园内寂静无声,清风拂过,松柏沙沙作响,林立的墓碑静默,如一座座高山,安详地享受微风的抚慰。

李怀渊扫洒完毕,将扫帚归位,心满意足的回望一圈。今日阳光舒朗,被打扫过的墓园也没了沉重潇洒的氛围,反显出静雅幽旷的意味。

他点点头,非常得意今日的工作。于是摘下墙上挂着的葫芦,拔开木塞,一股清香顺着葫口溢出,他舒心地提鼻一嗅,就把葫芦送往嘴边。

这时忽听墙上有人夸张喊道:“好香!好香!”

李怀渊动作一顿,面露苦笑,恋恋不舍地看了眼手中葫芦,一甩手抛出,“给你。”

葫芦在空划出一道弧线,被墙上人抄手接住。剑休迫不及待的狠狠灌了一口,由衷道:“好酒!我一直很好奇,你究竟从哪儿弄来这等好酒。我跑遍整个南都,再没尝到这种味道。”

“下次你从大门进来,我就告诉你。
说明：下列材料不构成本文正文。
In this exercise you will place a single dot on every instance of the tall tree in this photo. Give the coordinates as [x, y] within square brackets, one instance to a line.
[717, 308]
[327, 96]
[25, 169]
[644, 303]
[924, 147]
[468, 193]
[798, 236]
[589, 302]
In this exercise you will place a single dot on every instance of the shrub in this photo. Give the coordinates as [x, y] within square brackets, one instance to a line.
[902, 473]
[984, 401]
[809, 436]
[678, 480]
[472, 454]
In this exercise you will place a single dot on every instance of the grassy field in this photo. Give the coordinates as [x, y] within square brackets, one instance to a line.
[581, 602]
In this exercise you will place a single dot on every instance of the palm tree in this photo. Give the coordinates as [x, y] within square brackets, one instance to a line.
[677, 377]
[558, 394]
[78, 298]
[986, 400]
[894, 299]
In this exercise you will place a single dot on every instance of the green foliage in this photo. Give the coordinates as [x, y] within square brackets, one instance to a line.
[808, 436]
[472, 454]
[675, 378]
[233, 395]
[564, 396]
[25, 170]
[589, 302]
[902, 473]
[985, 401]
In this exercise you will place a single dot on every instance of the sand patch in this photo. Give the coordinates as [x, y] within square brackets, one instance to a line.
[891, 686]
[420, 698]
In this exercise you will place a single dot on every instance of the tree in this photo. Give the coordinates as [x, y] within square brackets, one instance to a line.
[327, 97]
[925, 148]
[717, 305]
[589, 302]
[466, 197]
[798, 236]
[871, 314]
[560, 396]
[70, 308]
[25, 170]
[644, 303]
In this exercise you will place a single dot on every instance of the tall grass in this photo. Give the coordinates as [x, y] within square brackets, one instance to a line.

”

李怀渊搬过一条长凳坐下,感受到园子里的微风流动,舒服的眯起眼睛。

剑休看他这样,莫名觉得心里一片安宁,于是平躺在墙头,后脑枕着胳膊,翘着二郎腿,悠悠道:“你还是决定动手了。”

李怀渊轻轻摇头,无奈道:“赶鸭子上架。”

剑休笑了一声,“我记得上次来时,好像就曾劝你动手。终究还不是听我的?”

“不同。”李怀渊道苦笑,“你下手虽狠,毕竟是洪武人。世家当时不满,最多也就是请动司徒师弟出手废了你,不会杀你。我与你打一场,你败了,世家有了一个台阶可下,也就既往不咎了。况且你我决战时,人人都瞧见了你的青锋剑诀。知道你是孟教授弟子,谁还敢打你的主意?”

“但是他不一样。他虽是周老前辈弟子,却投身燕云。又打死打伤不少南都俊杰,还大闹樱桃宴。光凭我一场约斗,难保他平安。”

“既然保不下他,你何必要约他一战?”

李怀渊仰起头看了墙上一眼,气馁道:“不拖些时日,他当场被群殴致死了。再或者与常天庆合归一处,那岂非万劫不复?”

剑休又灌了一口酒,笑道:“你好像很为他着想。”

李怀渊微微一笑,“他的为人你我去年在贺兰时也有听闻。难道不值得助他一臂之力吗?”

剑休揶揄道:“就为了这个?不是公主求你帮忙?”

李怀渊一怔,莞尔摇头,“公主若是出面,就不会有今日的事端了,何须我来帮忙?不过她若知道我俩决斗,恐怕会大发雷霆。”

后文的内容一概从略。